Thanksgiving is 48 hours away. The big day of gratitude and gravy will soon be upon us … and in us. Meat, potatoes, vegetables and pie. Lots of pie.

Call it gluttony, but we’ll need that food for strength to get us through the long, cold, dark slide toward Christmas. Even while we’re still bleary from gorging, it’s time to shop.

The day after Thanksgiving is known as Black Friday, when the annual holiday pillaging season kicks off. People storm the stores for holiday bargains, while crooks swarm the parking lots.

See, the criminal element is also excited about the holiday season.

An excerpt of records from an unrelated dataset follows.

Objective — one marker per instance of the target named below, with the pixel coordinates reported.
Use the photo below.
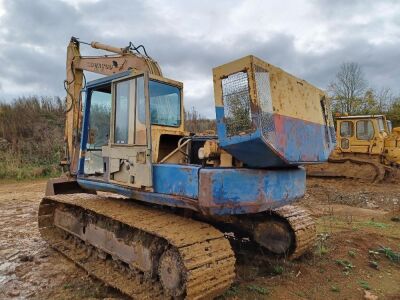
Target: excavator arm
(120, 59)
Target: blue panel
(149, 197)
(291, 142)
(239, 191)
(181, 180)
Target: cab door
(129, 151)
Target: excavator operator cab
(125, 117)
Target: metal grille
(236, 97)
(265, 119)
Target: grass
(232, 291)
(335, 289)
(376, 224)
(351, 253)
(278, 270)
(347, 266)
(257, 289)
(364, 285)
(390, 254)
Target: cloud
(309, 39)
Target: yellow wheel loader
(367, 148)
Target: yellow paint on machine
(291, 96)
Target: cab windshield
(165, 104)
(381, 124)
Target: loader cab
(361, 134)
(130, 120)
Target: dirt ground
(357, 223)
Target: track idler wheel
(172, 273)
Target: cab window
(346, 129)
(165, 104)
(365, 130)
(381, 125)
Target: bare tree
(348, 88)
(384, 98)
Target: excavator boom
(121, 59)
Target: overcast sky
(309, 39)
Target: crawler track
(303, 227)
(178, 247)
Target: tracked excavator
(368, 149)
(158, 212)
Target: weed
(258, 289)
(68, 286)
(278, 270)
(335, 289)
(389, 253)
(347, 266)
(376, 224)
(364, 284)
(352, 253)
(233, 291)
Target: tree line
(351, 94)
(32, 128)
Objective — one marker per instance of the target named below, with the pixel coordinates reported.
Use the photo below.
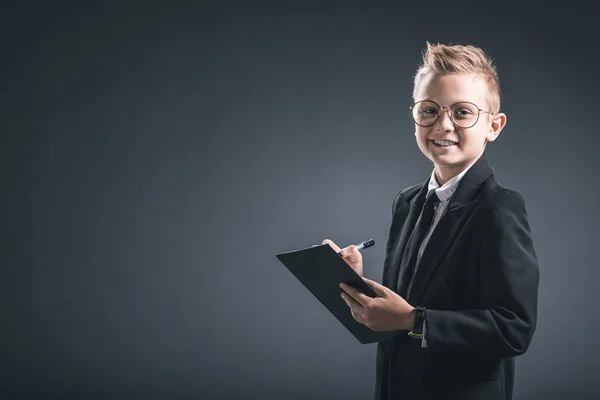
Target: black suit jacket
(478, 279)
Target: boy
(460, 278)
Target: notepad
(321, 270)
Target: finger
(380, 290)
(359, 318)
(332, 245)
(354, 306)
(351, 253)
(359, 297)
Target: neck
(443, 173)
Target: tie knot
(432, 198)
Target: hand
(350, 254)
(387, 312)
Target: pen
(364, 245)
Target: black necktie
(415, 240)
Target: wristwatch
(417, 331)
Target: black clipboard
(321, 270)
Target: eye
(462, 113)
(430, 111)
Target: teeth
(444, 142)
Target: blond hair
(441, 60)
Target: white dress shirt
(444, 193)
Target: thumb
(381, 290)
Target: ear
(498, 123)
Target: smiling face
(452, 148)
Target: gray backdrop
(157, 157)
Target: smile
(443, 143)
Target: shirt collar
(447, 189)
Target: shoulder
(406, 195)
(503, 205)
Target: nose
(444, 121)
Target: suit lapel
(459, 209)
(408, 223)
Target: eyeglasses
(463, 114)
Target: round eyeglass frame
(448, 110)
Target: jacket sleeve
(509, 278)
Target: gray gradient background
(156, 158)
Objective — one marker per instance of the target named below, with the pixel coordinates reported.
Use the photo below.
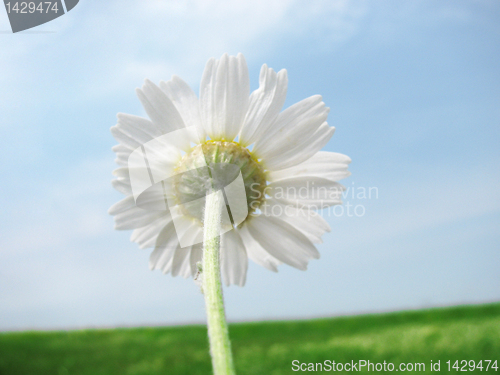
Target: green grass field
(458, 333)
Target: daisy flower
(284, 176)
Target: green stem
(220, 346)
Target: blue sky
(414, 92)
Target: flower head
(273, 155)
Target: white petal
(122, 185)
(122, 154)
(234, 261)
(299, 154)
(308, 191)
(292, 127)
(282, 241)
(329, 165)
(146, 236)
(122, 206)
(256, 252)
(264, 105)
(159, 108)
(124, 139)
(186, 102)
(309, 222)
(224, 94)
(121, 172)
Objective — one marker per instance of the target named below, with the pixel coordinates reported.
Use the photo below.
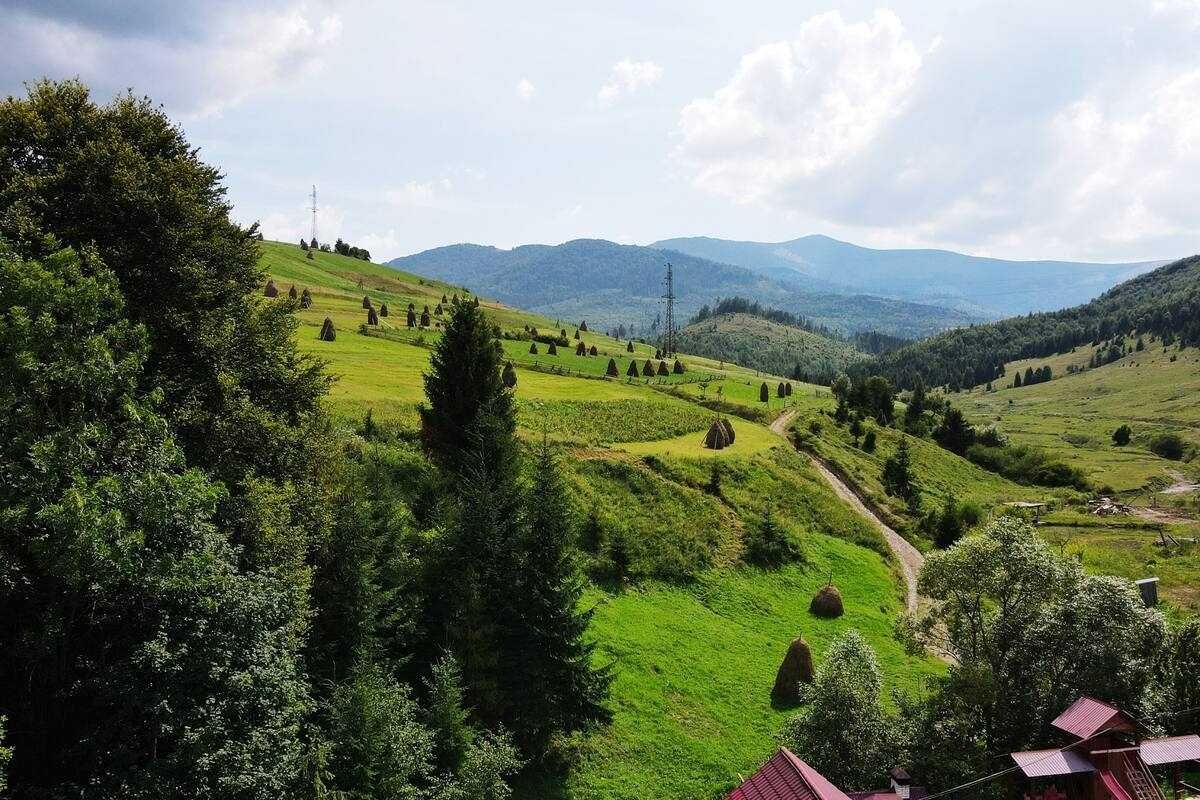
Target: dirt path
(910, 557)
(1181, 485)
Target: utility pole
(669, 342)
(315, 212)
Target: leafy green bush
(1027, 465)
(1168, 445)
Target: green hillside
(696, 637)
(613, 284)
(773, 348)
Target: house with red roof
(785, 776)
(1105, 756)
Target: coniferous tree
(555, 687)
(463, 383)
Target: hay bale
(827, 602)
(796, 669)
(717, 438)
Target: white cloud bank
(796, 110)
(628, 77)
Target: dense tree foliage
(845, 733)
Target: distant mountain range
(609, 284)
(985, 287)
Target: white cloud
(424, 194)
(796, 110)
(196, 60)
(627, 78)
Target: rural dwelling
(787, 777)
(1105, 757)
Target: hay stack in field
(717, 438)
(827, 602)
(796, 669)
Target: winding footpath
(910, 558)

They know how easy it is to shop for bargains among unattended vehicles during this time.

Nothing is more ruinous to a merry Christmas than having your gifts boosted from your ride because you left them unattended and in plain sight.

Auto burglars are not shy. Just because you locked your car doesn’t guarantee that your valuables will be safe. If thieves can see the items inside the car, they don’t mind breaking a window to get them.

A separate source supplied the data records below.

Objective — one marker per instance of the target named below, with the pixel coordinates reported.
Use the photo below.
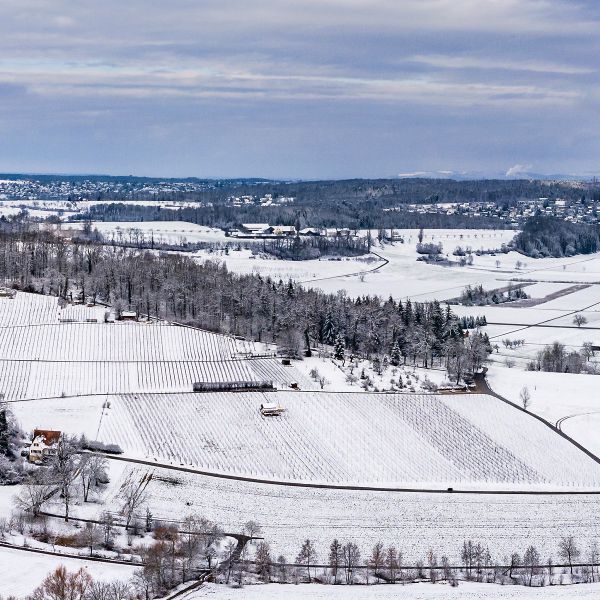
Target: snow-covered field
(167, 232)
(420, 591)
(556, 396)
(367, 439)
(46, 351)
(415, 522)
(21, 572)
(244, 261)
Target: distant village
(575, 211)
(266, 231)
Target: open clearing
(362, 439)
(414, 521)
(421, 591)
(27, 569)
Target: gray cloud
(298, 88)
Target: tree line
(207, 295)
(548, 236)
(343, 564)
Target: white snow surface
(391, 440)
(419, 591)
(414, 521)
(21, 572)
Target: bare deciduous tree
(525, 396)
(377, 559)
(92, 471)
(307, 556)
(568, 550)
(351, 556)
(62, 585)
(133, 495)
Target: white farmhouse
(45, 443)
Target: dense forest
(206, 295)
(548, 236)
(361, 214)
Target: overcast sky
(299, 88)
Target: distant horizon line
(427, 175)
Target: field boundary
(485, 386)
(357, 488)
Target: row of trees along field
(344, 564)
(549, 236)
(364, 214)
(207, 295)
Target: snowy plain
(21, 572)
(420, 591)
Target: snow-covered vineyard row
(113, 342)
(351, 438)
(35, 309)
(414, 522)
(40, 379)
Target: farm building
(44, 444)
(257, 228)
(128, 315)
(284, 230)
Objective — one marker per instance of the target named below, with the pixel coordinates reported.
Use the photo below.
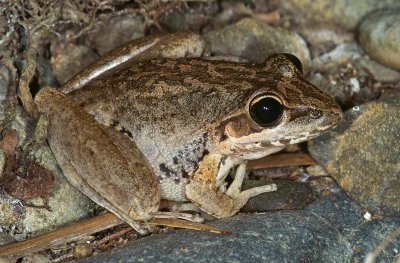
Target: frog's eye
(265, 110)
(296, 62)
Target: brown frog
(136, 126)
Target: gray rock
(341, 12)
(379, 35)
(11, 210)
(295, 236)
(255, 41)
(363, 154)
(364, 235)
(120, 29)
(378, 71)
(197, 18)
(340, 211)
(367, 236)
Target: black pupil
(266, 111)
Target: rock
(36, 258)
(341, 12)
(341, 54)
(379, 72)
(2, 162)
(193, 19)
(363, 154)
(345, 215)
(379, 35)
(120, 29)
(340, 211)
(255, 41)
(368, 236)
(10, 210)
(316, 170)
(293, 236)
(290, 195)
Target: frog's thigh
(78, 182)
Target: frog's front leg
(204, 189)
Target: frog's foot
(220, 201)
(239, 197)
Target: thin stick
(281, 160)
(88, 227)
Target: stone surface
(120, 29)
(367, 236)
(363, 155)
(11, 210)
(340, 211)
(345, 215)
(295, 236)
(342, 12)
(378, 71)
(255, 41)
(289, 196)
(379, 35)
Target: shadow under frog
(151, 121)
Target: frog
(152, 120)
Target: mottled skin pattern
(180, 110)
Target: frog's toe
(239, 197)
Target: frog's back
(175, 98)
(168, 107)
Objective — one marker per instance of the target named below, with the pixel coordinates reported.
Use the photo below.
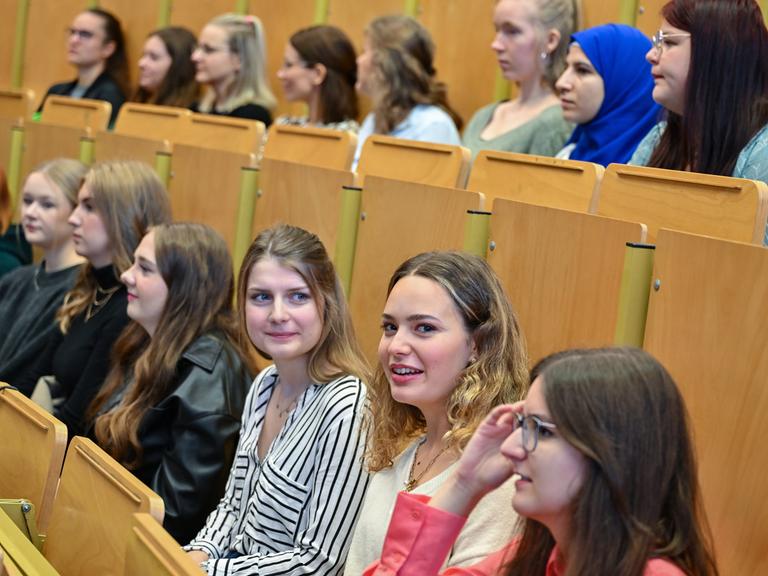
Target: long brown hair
(130, 198)
(195, 265)
(337, 352)
(640, 496)
(498, 376)
(329, 46)
(178, 87)
(723, 111)
(403, 60)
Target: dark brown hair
(195, 265)
(726, 93)
(329, 46)
(640, 496)
(178, 88)
(403, 59)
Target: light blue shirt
(752, 162)
(425, 123)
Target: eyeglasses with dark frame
(658, 39)
(531, 426)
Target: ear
(320, 73)
(552, 40)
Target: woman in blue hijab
(606, 90)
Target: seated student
(715, 124)
(117, 203)
(170, 408)
(450, 351)
(15, 251)
(31, 295)
(606, 479)
(298, 481)
(230, 59)
(530, 44)
(166, 70)
(606, 91)
(96, 47)
(319, 69)
(396, 71)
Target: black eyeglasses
(531, 428)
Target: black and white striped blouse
(295, 511)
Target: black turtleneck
(79, 359)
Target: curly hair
(403, 71)
(499, 375)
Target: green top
(544, 135)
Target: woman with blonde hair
(298, 481)
(30, 295)
(230, 59)
(170, 408)
(450, 351)
(396, 71)
(117, 203)
(531, 44)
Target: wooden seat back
(93, 512)
(562, 271)
(151, 550)
(412, 161)
(76, 112)
(31, 452)
(719, 206)
(706, 325)
(332, 149)
(540, 180)
(399, 220)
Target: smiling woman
(450, 350)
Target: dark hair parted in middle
(330, 47)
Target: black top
(79, 359)
(246, 111)
(103, 88)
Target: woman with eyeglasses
(96, 47)
(709, 63)
(230, 60)
(606, 479)
(450, 350)
(319, 70)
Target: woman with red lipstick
(715, 124)
(600, 489)
(298, 481)
(530, 44)
(116, 204)
(450, 351)
(30, 296)
(170, 408)
(96, 47)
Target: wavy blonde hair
(245, 39)
(498, 376)
(130, 198)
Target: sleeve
(214, 538)
(420, 537)
(335, 500)
(189, 478)
(92, 376)
(647, 145)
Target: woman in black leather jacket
(170, 409)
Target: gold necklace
(413, 482)
(96, 305)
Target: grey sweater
(29, 299)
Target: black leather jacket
(189, 439)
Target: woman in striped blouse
(297, 482)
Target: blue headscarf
(628, 112)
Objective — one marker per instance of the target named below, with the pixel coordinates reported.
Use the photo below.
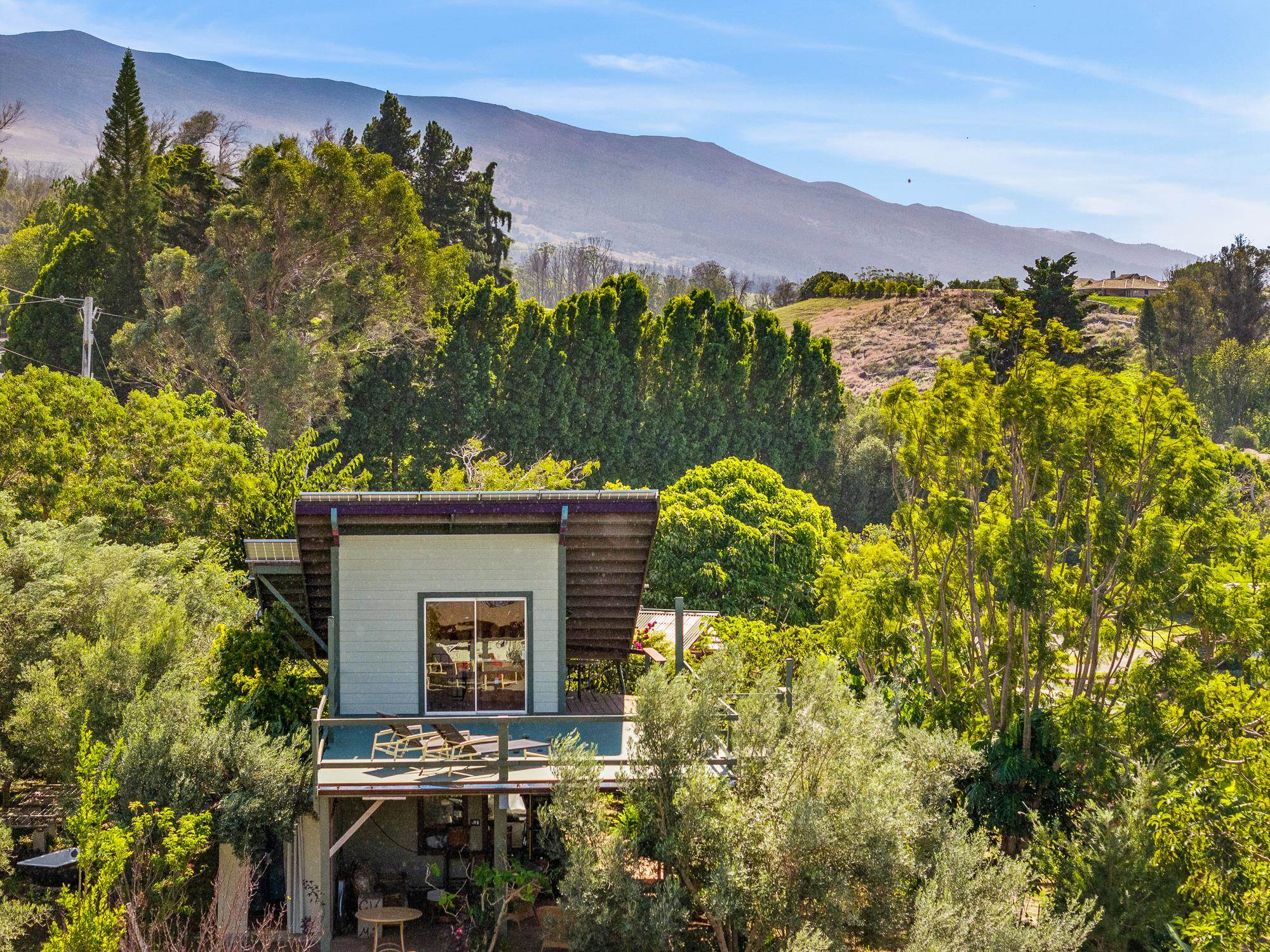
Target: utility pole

That can be embarrassing — not just because you were dumb enough to leave yourself wide open to temptation, but also because if you hope to get any of the stuff back (which is unlikely) it must be reported to the police.

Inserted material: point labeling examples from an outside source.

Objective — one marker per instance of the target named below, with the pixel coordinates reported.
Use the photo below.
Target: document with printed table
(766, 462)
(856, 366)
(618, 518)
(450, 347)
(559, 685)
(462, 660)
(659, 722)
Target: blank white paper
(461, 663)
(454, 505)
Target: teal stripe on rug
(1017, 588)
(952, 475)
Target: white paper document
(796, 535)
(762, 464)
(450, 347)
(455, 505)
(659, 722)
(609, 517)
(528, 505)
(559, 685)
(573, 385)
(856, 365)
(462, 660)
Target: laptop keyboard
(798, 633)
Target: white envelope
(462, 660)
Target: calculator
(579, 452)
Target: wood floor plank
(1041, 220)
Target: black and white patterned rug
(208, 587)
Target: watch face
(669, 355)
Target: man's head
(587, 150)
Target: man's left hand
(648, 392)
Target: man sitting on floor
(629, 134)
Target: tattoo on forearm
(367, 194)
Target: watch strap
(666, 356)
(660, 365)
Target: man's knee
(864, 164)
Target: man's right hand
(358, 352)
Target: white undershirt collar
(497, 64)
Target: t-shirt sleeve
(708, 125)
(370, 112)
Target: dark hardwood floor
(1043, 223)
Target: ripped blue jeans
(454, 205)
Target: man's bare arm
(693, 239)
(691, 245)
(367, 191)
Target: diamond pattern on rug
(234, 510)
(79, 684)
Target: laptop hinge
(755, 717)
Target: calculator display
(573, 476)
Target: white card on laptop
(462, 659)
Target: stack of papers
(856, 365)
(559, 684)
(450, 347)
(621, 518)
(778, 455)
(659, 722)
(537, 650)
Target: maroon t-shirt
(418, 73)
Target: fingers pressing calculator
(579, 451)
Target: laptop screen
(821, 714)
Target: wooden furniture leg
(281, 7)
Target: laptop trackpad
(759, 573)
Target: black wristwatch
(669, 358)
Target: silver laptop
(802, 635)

If the stolen items are of the intimate or illegal sort, you might not want the cops getting involved. If you bought a “My First Meth Lab” for your kid’s Christmas present, chances are you don’t want the police helping you get it back.

Not everyone is so shy. In November 1959, according to The Salt Lake Tribune, Mrs. Nancy Hall of Salt Lake City reported to police that someone had entered her automobile and removed the following items:

One portable radio ($30), two bed dolls ($4), two small stuffed dogs ($3) and a human head (value unknown).

You read that right. An actual human head.

The head was shrunken, but it nevertheless once belonged to someone else. Isn’t having someone else’s head on your dashboard illegal?

Turns out that nobody really knows. I called seven law enforcement agencies, including two that have previously told me never to call them again unless it was to confess something.

Here’s a sampling of the responses I received.

Me • “Suppose you pulled me over and discovered that I had a shrunken human head hanging from my rearview mirror.”

Officer No. 1 • “Is it obstructing your view of the road?”

Officer No. 2 • “Beats me. How fresh is the head?”

Officer No. 3 • “Depends on whose head it was.”

Officer No. 4 • “I might Taser you. Who would care?”

There you have it. Report someone stealing your drugs, and chances are the cops will take you to jail. But none seems to know the protocol for possession of a shrunken head.

Never mind. The point is that if you want to avoid disappointing people for Christmas, or end up spending twice as much on them as you originally planned, you’ll want to lock your items in the trunk or, at the very least, keep them out of sight.

Christmas is almost upon us. It’s a crazy time. Let’s all keep our heads.